Es precisamente para evitar que esos unos más libres devoren a los de afuera que se vuelve indispensable establecer normas de convivencia. Normas que, en una comunidad organizada, se llaman “leyes”. Aunque, una vez más, los más-libres-que-los-otros encuentran nuevos y más sofisticados modos para correr los límites, y así, como se dice, robar una gallina es gravísimo, pero robar un Correo, y muchas otras cosas más, es meritocracia. Y todo en nombre de la libertad.
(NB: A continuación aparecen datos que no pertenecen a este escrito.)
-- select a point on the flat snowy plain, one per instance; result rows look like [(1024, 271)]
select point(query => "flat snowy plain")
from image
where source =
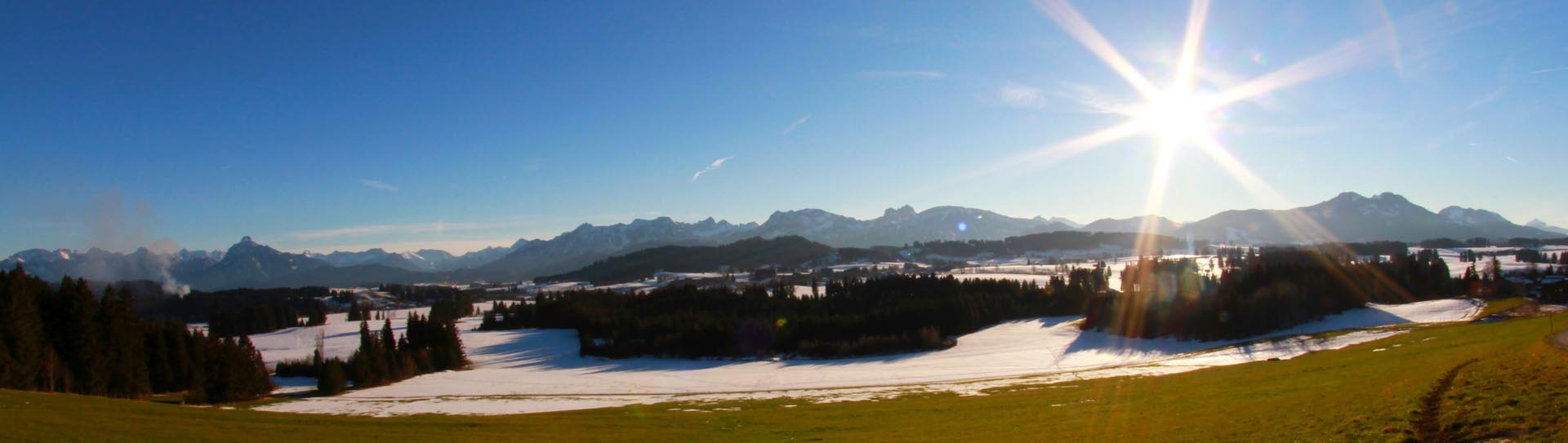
[(523, 371)]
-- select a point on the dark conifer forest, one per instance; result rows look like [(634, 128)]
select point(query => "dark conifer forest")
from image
[(68, 340), (429, 345), (883, 315), (1259, 291)]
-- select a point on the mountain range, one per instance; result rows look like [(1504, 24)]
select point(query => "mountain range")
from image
[(1348, 216)]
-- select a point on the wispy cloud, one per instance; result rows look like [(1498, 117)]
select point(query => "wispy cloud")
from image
[(438, 228), (1022, 96), (1092, 99), (802, 121), (1504, 83), (717, 163), (378, 185), (901, 74)]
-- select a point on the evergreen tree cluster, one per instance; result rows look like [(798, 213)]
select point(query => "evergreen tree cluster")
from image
[(429, 345), (421, 293), (69, 342), (893, 313), (1261, 291), (256, 320)]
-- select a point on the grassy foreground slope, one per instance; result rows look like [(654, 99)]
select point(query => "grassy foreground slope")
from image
[(1515, 385)]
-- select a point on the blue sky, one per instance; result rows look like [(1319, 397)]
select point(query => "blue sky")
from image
[(431, 126)]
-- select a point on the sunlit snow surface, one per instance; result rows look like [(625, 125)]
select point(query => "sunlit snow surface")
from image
[(521, 371)]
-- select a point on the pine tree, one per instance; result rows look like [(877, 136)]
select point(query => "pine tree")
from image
[(20, 330), (124, 354)]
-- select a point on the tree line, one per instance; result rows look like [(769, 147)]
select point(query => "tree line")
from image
[(65, 339), (852, 317), (248, 312), (429, 345), (1259, 291)]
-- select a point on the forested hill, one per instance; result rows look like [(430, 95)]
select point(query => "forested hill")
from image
[(753, 252)]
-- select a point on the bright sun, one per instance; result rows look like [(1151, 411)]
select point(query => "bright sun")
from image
[(1176, 116)]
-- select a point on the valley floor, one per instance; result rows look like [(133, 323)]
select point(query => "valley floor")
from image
[(1499, 381), (524, 371)]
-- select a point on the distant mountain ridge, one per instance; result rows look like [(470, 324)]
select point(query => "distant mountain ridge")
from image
[(1348, 216)]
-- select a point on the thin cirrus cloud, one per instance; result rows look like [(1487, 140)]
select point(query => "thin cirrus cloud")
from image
[(438, 228), (715, 165), (378, 185), (1021, 96), (901, 74), (802, 121)]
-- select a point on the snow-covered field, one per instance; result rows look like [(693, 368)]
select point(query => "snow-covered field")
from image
[(521, 371)]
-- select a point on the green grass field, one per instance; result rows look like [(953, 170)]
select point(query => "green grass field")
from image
[(1513, 388)]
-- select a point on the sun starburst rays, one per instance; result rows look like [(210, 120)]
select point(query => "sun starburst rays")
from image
[(1178, 116)]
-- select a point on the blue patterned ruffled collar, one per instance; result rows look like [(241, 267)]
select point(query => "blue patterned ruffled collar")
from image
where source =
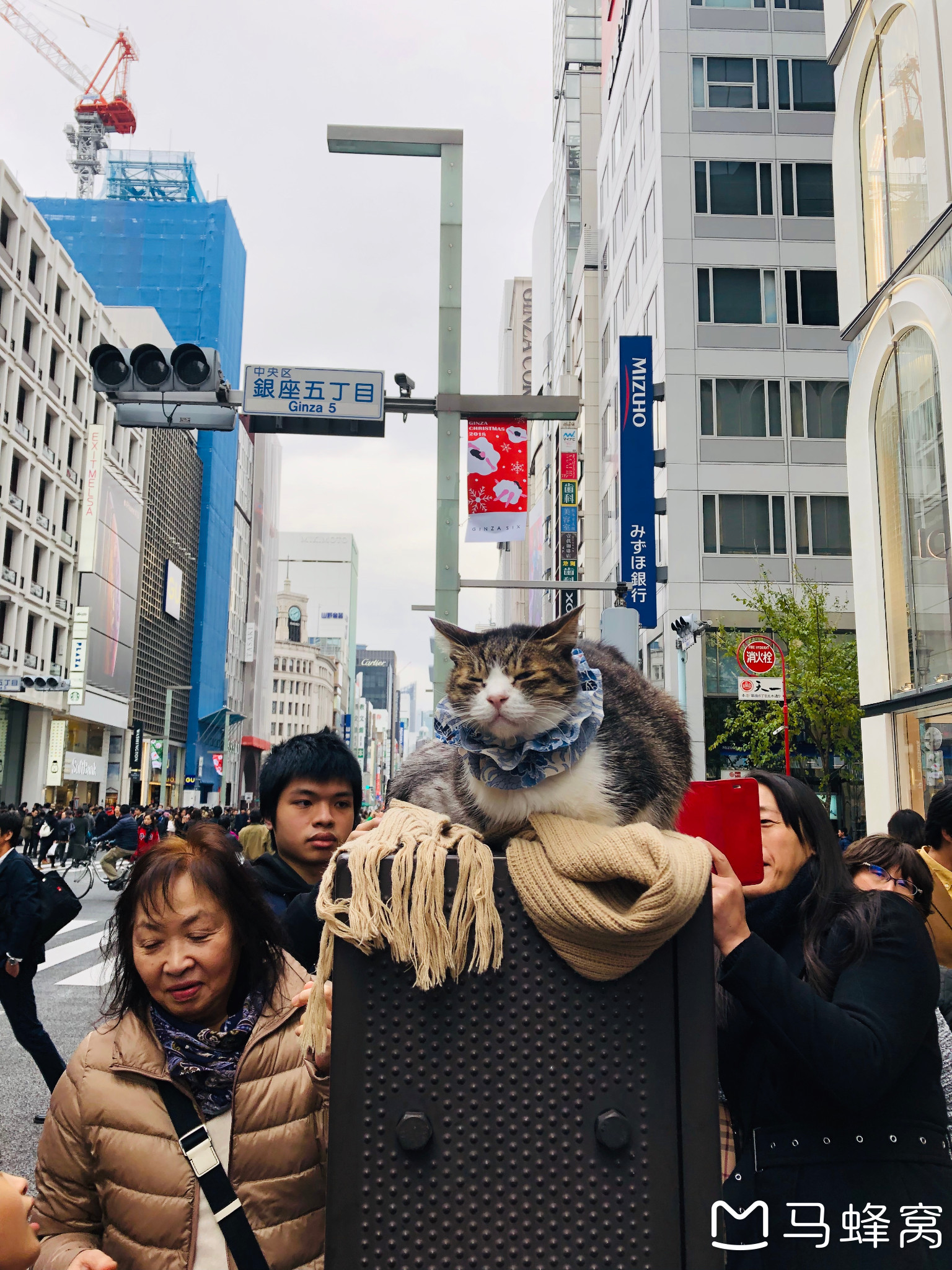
[(517, 763)]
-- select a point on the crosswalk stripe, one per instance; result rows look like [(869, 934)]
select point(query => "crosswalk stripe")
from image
[(66, 951), (93, 977), (76, 923)]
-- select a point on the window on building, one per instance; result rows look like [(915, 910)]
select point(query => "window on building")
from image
[(818, 408), (806, 190), (811, 298), (914, 516), (648, 123), (892, 150), (645, 29), (744, 523), (805, 84), (822, 525), (730, 83), (648, 226), (741, 408), (733, 189), (747, 296)]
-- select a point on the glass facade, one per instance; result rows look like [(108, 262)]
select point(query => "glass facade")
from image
[(892, 150), (914, 517)]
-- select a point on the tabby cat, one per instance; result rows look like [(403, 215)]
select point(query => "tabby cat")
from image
[(536, 721)]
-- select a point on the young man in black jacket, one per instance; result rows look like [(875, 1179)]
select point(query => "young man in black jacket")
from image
[(22, 951), (310, 796)]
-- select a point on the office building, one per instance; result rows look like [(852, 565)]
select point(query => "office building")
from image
[(377, 687), (324, 568), (514, 380), (186, 258), (894, 249), (167, 588), (70, 523), (260, 615), (716, 239), (302, 689), (565, 318)]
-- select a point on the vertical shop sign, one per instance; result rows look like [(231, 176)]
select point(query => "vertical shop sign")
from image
[(637, 478)]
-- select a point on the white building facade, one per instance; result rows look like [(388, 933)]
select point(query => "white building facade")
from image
[(302, 689), (70, 525), (894, 247), (716, 239)]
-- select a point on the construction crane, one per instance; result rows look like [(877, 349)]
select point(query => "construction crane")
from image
[(95, 112)]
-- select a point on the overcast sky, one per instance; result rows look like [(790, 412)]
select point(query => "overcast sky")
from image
[(342, 251)]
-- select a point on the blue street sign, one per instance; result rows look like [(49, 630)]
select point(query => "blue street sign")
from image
[(637, 477)]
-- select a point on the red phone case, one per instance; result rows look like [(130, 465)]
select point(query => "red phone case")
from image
[(728, 815)]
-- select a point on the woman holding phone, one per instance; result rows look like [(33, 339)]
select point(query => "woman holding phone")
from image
[(828, 1050)]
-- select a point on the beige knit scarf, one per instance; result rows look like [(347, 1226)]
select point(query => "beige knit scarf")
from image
[(412, 921), (607, 898), (603, 898)]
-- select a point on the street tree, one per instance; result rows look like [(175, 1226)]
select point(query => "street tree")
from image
[(823, 685)]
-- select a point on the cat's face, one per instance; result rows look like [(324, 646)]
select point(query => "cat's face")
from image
[(514, 682)]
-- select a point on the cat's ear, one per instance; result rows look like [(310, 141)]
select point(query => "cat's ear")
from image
[(563, 633), (454, 639)]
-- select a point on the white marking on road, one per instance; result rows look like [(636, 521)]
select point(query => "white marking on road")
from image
[(94, 977), (76, 923), (68, 951)]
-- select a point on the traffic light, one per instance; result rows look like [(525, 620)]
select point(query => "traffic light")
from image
[(45, 682), (164, 388)]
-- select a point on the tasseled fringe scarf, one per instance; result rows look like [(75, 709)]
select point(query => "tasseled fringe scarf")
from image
[(412, 921)]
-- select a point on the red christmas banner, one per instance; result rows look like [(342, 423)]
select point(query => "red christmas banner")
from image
[(496, 481)]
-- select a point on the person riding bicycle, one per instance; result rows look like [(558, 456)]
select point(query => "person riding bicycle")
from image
[(125, 835)]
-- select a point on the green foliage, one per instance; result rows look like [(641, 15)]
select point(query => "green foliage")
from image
[(823, 685)]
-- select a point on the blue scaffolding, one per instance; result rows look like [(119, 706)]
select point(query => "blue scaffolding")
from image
[(152, 175)]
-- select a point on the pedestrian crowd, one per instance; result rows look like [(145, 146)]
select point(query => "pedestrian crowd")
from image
[(834, 995)]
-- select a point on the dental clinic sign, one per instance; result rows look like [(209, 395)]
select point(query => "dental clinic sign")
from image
[(637, 477)]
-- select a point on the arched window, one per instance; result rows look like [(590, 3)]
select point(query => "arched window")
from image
[(892, 150), (914, 520)]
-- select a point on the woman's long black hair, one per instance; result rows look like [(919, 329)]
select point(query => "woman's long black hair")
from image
[(834, 897), (214, 868)]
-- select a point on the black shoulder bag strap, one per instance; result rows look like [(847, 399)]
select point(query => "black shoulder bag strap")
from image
[(205, 1163)]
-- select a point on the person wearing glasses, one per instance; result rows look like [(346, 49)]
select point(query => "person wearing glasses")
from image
[(883, 863), (827, 991)]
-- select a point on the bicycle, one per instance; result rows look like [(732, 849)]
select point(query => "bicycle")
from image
[(81, 874)]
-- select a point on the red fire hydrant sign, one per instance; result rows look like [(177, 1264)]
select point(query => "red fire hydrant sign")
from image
[(757, 657)]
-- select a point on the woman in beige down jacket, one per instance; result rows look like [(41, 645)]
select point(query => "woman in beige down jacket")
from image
[(202, 996)]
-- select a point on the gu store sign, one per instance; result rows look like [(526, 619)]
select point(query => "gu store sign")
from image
[(637, 478)]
Así se entiende libertad como “posibilidad de”, o casi como “derecho” (exousía), pero derecho para mí, que no lo es para los demás (la palabra “derecho” es casi una mala palabra, salvo cuando es mía). Cuando uno mira a los demás, o “el otro” (y otra, y otre), parece que ya no se trata de derecho sino de “fe populista”. Y, entonces, cuando no hay quien (el Estado) ponga esos límites siempre alguien los pone, y en este caso, el que “puede”, es decir, el que tiene poder. Entonces, el pobre, por ejemplo, tiene “libertad para morirse de hambre” porque no elige ser esclavo; o elige vender un órgano para poder comer. El mercado manda, y su mano invisible ahorca a una mayoría; los que tienen el mérito de haber nacido donde nacieron, sea en el país o en la familia que les “tocó”. Es una especie de mérito del destino. Para este poder de pocos (que en griego se dice oligarquía) es obvio que no es verdad eso de que donde existe una necesidad nace un derecho. Eso es populismo, que --parece-- es una mala palabra. Así, aquello o aquellos que defienden a los pobres (al pueblo, se decía antes de que lo llamen “gente”), sería malo y perverso. Cada quién debe defenderse por sí mismo, y si Mike Tyson me desafía a pelear, hay igualdad de oportunidades (nada de pensar que un Estado debe garantizar nada, ya sabemos que eso sería populismo, y que atenta contra la libertad, que en su lengua se llama “mercado”). Y, además, uno que inauguró un monumento a Perón nos dijo, después, que ese, ese mismo del monumento, fue el que exportó el perverso populismo al mundo entero desde hace 70 años. Los años del mal mundial hasta que resucitó la sensatez de poder hablar con libertad (parrēsía). Esa misma que permite que hoy se pueda hablar de lo que antes, por culpa del aluvión zoológico-populista, no se nos permitía.

Bueno… en realidad “ese” y también “esa mujer” que dijo esa barbarie de que “donde existe una necesidad nace un derecho”, algo de lo que, afortunadamente, uno que no tiene necesidades, se ocupó de explicar su falsedad. En el país que le pertenece (“mi país”, dijo) hay bárbaros que lo sostienen. Porque, ya se sabe, entrar por una ventana y robar comida es gravísimo, y, casi, casi (por ahora, todavía no... mañana ¿quién lo sabe?) motivo de pena de muerte, en cambio, entrar por una ventana a la Corte Suprema es motivo para ser invitado a dar conferencias en Chile, y hasta para autonombrarse vicepresidente de la corte. A puro mérito, por cierto.

 

Claro que habemos otros... bárbaros quizás, populistas, tal vez, que seguimos creyendo que “el miedo a la libertad” (eleuthería) de Erich Fromm debería ser de lectura obligatoria. Aunque, con eso de “obligatoria” algunos aúllen en nombre de la libertad. Y volvemos a empezar.